Anthropogenic heathlands are semi‐natural ecosystems with a unique cultural and biodiversity value, considered worthy of preservation across most of the world. Their rate of loss, however, is alarming. Currently, we know little about the heathlands' actual span of resilience affordances and their association with abiotic and anthropogenic factors, including how much additional intervention they need to persist. Consequently, we are missing out on vital knowledge for conservation, management and the historical persistence of heathlands.
This paper develops a method to assess the ecological resilience affordances of Atlantic postglacial heaths in the absence of human management. We use 12 existing cases of heathland succession to establish a four‐step resilience grade for each site, which we regress onto a series of explaining factors and use it in predicting heath resilience across postglacial Atlantic Northern Europe.
We find that temperature, humidity, elevation and sandiness have a positive correlation with high heathland resilience. Our predictive mapping shows an uneven distribution of ecological heath resilience across Atlantic Northern Europe within an area of 1,000 × 1,200 km of 5 × 5 km resolution.

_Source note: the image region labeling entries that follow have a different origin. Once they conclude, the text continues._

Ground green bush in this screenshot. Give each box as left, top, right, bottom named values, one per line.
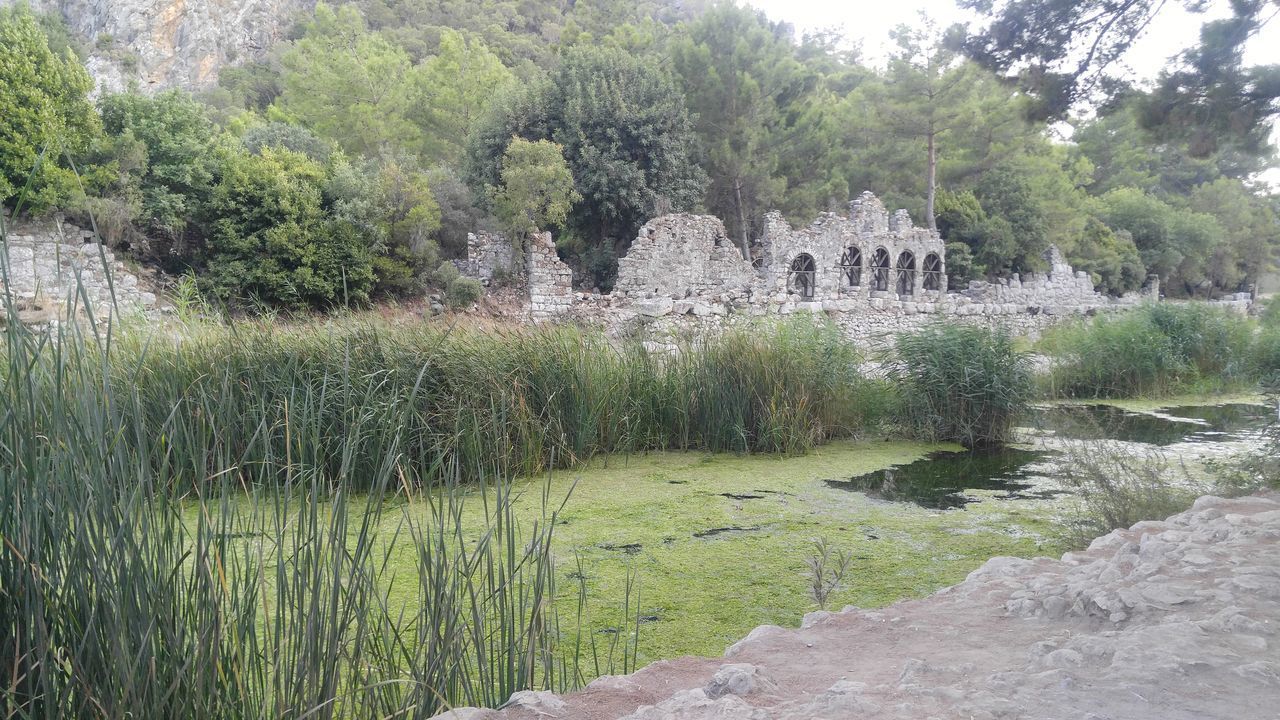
left=887, top=323, right=1032, bottom=447
left=1041, top=304, right=1257, bottom=397
left=197, top=146, right=374, bottom=310
left=444, top=278, right=484, bottom=304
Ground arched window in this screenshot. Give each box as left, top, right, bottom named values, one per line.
left=897, top=250, right=915, bottom=295
left=924, top=252, right=946, bottom=290
left=787, top=252, right=818, bottom=300
left=872, top=247, right=888, bottom=291
left=840, top=247, right=863, bottom=287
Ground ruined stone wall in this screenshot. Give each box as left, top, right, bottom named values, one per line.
left=526, top=232, right=573, bottom=322
left=613, top=214, right=755, bottom=300
left=458, top=231, right=524, bottom=284
left=0, top=219, right=156, bottom=316
left=477, top=192, right=1228, bottom=345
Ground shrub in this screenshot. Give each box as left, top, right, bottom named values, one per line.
left=444, top=278, right=484, bottom=304
left=205, top=147, right=374, bottom=309
left=1061, top=441, right=1206, bottom=544
left=887, top=323, right=1032, bottom=447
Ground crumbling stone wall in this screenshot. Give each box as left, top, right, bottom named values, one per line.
left=613, top=214, right=755, bottom=300
left=0, top=218, right=156, bottom=318
left=477, top=192, right=1218, bottom=343
left=458, top=231, right=522, bottom=284
left=526, top=232, right=573, bottom=322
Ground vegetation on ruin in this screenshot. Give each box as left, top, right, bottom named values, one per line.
left=0, top=0, right=1280, bottom=302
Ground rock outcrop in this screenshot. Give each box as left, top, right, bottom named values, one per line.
left=0, top=0, right=305, bottom=91
left=443, top=493, right=1280, bottom=720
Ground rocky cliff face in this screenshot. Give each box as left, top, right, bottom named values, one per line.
left=0, top=0, right=307, bottom=91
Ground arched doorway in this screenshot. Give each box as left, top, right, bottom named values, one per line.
left=872, top=247, right=888, bottom=292
left=840, top=247, right=863, bottom=287
left=896, top=250, right=915, bottom=295
left=787, top=252, right=818, bottom=300
left=923, top=252, right=946, bottom=290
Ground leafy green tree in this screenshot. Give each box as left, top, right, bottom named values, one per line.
left=204, top=143, right=375, bottom=309
left=960, top=0, right=1280, bottom=156
left=0, top=6, right=100, bottom=211
left=490, top=137, right=581, bottom=238
left=412, top=29, right=515, bottom=163
left=1100, top=187, right=1222, bottom=295
left=1068, top=217, right=1147, bottom=295
left=325, top=151, right=440, bottom=297
left=1187, top=178, right=1280, bottom=291
left=668, top=3, right=817, bottom=258
left=278, top=4, right=422, bottom=155
left=101, top=90, right=215, bottom=239
left=468, top=47, right=705, bottom=287
left=874, top=24, right=979, bottom=229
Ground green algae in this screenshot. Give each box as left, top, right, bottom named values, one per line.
left=463, top=441, right=1065, bottom=664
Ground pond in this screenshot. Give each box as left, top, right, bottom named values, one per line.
left=481, top=397, right=1270, bottom=664
left=826, top=404, right=1274, bottom=510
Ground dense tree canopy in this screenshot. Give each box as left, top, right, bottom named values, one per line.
left=0, top=6, right=99, bottom=209
left=0, top=0, right=1280, bottom=309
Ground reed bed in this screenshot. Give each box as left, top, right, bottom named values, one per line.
left=1041, top=304, right=1264, bottom=397
left=0, top=228, right=884, bottom=719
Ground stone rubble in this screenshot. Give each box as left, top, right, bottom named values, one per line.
left=440, top=493, right=1280, bottom=720
left=465, top=192, right=1252, bottom=345
left=0, top=212, right=156, bottom=319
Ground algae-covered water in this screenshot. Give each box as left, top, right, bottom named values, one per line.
left=481, top=404, right=1271, bottom=662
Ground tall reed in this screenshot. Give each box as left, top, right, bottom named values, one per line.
left=87, top=311, right=890, bottom=487
left=1041, top=304, right=1258, bottom=397
left=0, top=227, right=634, bottom=719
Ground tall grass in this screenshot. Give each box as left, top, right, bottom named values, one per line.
left=90, top=313, right=888, bottom=487
left=0, top=202, right=884, bottom=719
left=0, top=225, right=655, bottom=719
left=887, top=323, right=1032, bottom=447
left=1041, top=304, right=1271, bottom=397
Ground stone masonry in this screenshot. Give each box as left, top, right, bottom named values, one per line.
left=0, top=218, right=156, bottom=316
left=468, top=192, right=1247, bottom=345
left=527, top=232, right=573, bottom=322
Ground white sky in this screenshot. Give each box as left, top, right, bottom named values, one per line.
left=740, top=0, right=1280, bottom=78
left=739, top=0, right=1280, bottom=179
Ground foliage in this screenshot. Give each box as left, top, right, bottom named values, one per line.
left=490, top=137, right=581, bottom=238
left=0, top=5, right=100, bottom=211
left=667, top=3, right=817, bottom=251
left=805, top=538, right=854, bottom=610
left=887, top=323, right=1032, bottom=447
left=101, top=90, right=215, bottom=240
left=205, top=147, right=375, bottom=309
left=1098, top=188, right=1222, bottom=295
left=0, top=299, right=616, bottom=720
left=412, top=29, right=515, bottom=163
left=1062, top=441, right=1207, bottom=544
left=961, top=0, right=1280, bottom=155
left=468, top=47, right=705, bottom=287
left=279, top=3, right=422, bottom=156
left=1042, top=304, right=1253, bottom=397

Historic heathland distributions far exceed areas that afford high heath resilience, suggesting that heath distribution and persistence depend on both abiotic and anthropogenic factors.
Policy implications: The map predicting the ecological resilience of Atlantic postglacial heaths can be used by managers working towards heath preservation and restoration to prioritize conservation efforts and to plan management practices across Atlantic Northern Europe. Together with the predictive model, it provides an important initial screening tool to assess heathland resilience in the absence of management as well as the impact of atmospheric nitrogen. The results are equally relevant for scholars who are interested in humans' role in increasing and decreasing ecosystem resilience. Our predictive method can be applied in other regions across the world by adding regionally specific variables.